PIM spase mode 主要核心概念是RP汇聚点,在前面的组播路由章节我们提过树的概念,组播源就是树的根。但是如何让PIM区域里的路由器转发默认没有配置转发的组播流量,一个接收者可能说我想加入组播组239.1.1.1,但是如何让离接收者最近的路由器(也就是最后一跳路由器)知道往哪里发送 PIM JOIN msgs(就是告诉上游路由器它想开始接收这个组的组播流),再上一跳的路由器在把PIM Join msg发到哪。RP就是解决这个问题。所有的路由器表明它们想加入的特定组播组到RP,以及所有的流量源首先转发流量到RP,以至于让RP来转发后续的流量,这就是一个共享树
Key Concept: Shared Tree Vs Shortest Path Tree
关键概念:共享树 vs 最短路径树
However things get a little bit more complicated...
但是事情可能有点复杂...
(Refer to diagram)
In our example, let's say that Source1 is sending multicast that Receiver1 wants to listen to, in our above example, Receiver1 would send a msg to the RP saying "I want to listen to traffic to 239.1.1.1", Source1 would have it's mcast packet delivered to the RP via some method (more on this later), but if you look at the diagram, you can see that this means the traffic must flow like this:
在我们的例子种,我们说Source1 发送Receiver1 想接受的组播流,在前面的例子中,Receiver1想发送一个msg到RP说我想加入239.1.1.1,Source1 通过一些方法已将它的组播包发送到RP(后面会讲),但是你看图,流量必须是黄色线的走向
As you can see this follows a very inefficient path, why can't our multicast stream just travel straight from Source1Receiver2, through PIM1, To PIM2 then to our receiver.
你看到这种流向不是一个有效率的路径,为什么我们不能让组播流转发的更直接从Source1到PIM1到PIM2然后到接收端.
The Answer is: It can, once all the devices in the path know that there is a Source and Receiver, they will switch to a shortest path tree (SPT)
答案是,它可以的,一旦路径上的所有的设备知道了源和接收端。
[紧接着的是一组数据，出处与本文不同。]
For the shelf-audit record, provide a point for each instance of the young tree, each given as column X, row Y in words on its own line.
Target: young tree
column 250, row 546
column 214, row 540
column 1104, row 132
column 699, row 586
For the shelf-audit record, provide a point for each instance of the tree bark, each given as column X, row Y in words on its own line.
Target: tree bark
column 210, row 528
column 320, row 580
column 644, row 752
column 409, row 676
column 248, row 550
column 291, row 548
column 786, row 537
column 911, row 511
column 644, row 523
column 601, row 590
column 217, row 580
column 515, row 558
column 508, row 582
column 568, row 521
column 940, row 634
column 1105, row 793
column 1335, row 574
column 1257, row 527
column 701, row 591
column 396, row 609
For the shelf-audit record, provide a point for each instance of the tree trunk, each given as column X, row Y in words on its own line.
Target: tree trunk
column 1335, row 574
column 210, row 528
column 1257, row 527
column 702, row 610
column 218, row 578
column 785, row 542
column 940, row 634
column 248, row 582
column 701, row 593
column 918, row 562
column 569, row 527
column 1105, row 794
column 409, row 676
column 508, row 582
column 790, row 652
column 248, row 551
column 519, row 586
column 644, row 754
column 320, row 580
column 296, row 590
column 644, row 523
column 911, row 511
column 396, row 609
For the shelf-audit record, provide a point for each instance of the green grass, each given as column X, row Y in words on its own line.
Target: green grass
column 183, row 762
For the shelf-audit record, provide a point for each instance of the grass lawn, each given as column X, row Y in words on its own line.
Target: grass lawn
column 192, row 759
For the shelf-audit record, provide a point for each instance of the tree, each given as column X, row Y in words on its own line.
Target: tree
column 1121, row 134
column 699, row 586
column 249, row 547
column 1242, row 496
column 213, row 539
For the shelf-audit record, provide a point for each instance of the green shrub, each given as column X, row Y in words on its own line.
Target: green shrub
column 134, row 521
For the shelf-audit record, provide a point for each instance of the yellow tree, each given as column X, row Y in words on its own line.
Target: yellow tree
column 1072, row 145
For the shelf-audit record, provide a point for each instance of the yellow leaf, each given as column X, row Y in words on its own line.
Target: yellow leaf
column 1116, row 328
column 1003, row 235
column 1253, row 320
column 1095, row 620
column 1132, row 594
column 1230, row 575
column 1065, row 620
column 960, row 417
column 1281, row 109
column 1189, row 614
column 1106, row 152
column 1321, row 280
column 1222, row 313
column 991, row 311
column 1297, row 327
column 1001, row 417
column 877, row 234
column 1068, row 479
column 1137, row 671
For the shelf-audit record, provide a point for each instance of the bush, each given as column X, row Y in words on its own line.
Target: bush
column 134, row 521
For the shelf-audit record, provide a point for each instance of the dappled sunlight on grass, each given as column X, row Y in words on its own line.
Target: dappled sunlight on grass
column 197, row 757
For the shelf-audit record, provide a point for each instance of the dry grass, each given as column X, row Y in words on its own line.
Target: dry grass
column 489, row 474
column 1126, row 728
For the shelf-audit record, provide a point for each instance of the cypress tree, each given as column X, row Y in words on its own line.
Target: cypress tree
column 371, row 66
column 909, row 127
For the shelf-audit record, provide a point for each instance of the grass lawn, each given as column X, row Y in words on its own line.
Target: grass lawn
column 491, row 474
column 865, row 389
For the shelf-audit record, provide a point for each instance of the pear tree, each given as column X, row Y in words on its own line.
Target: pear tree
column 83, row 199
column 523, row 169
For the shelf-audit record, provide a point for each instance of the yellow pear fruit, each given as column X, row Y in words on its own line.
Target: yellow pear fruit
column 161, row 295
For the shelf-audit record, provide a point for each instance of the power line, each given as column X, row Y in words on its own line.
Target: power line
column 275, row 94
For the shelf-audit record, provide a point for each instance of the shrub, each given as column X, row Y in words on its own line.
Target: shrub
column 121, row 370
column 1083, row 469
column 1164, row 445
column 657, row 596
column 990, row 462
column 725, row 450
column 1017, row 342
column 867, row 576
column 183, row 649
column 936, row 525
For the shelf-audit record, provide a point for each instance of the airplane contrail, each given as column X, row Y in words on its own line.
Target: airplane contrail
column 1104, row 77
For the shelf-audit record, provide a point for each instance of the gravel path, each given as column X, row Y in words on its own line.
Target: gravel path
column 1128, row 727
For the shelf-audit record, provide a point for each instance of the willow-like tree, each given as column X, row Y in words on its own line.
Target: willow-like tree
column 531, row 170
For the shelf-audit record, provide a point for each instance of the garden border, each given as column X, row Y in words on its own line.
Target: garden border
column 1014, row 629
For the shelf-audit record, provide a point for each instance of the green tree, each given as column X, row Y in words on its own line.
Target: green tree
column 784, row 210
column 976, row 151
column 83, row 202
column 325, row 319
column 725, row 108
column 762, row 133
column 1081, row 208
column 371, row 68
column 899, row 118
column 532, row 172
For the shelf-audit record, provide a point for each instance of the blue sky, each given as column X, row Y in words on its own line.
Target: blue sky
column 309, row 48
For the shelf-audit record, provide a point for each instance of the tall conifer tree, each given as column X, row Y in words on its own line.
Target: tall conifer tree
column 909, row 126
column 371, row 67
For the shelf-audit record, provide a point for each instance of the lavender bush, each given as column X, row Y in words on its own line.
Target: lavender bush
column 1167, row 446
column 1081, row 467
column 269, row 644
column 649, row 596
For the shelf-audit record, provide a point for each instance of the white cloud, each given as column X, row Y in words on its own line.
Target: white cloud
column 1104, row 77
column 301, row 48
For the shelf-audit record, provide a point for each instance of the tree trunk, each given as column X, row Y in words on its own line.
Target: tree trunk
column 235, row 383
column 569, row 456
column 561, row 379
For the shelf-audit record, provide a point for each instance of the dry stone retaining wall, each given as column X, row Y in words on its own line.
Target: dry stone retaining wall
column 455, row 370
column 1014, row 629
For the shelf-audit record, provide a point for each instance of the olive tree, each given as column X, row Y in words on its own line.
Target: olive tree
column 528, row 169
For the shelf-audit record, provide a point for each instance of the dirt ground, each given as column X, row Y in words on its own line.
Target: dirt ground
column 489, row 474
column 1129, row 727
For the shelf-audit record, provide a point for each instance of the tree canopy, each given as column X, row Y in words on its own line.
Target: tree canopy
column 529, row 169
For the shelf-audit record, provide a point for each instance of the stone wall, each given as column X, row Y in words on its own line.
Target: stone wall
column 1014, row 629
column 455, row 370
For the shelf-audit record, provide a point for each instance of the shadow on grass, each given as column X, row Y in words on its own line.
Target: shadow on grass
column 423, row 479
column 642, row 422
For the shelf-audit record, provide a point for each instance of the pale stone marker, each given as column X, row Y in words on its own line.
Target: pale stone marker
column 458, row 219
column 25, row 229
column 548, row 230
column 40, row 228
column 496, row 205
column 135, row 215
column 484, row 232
它们将转发到一个最短路径SPT
Now that PIM2 knows there is a multicast source out there, he can send a JOIN msg up the PIM domain towards the source, with routers along the way letting him join.
现在PIM2知道有一个组播源在那,它能基于pim域发送一个join msg到源端,以及沿途的路由器让它加入
Let's watch this in action.
让我们现在这个过程
The default configuration on our router is that we don't have ANY RP's specified on any of the routers, all routers have full reachability via OSPF and are neighbors via PIM (Except for the Two Edge Routers Source1Receiver2 and SOurce2Receiver1 because they are just our multicast source/destinations 😃)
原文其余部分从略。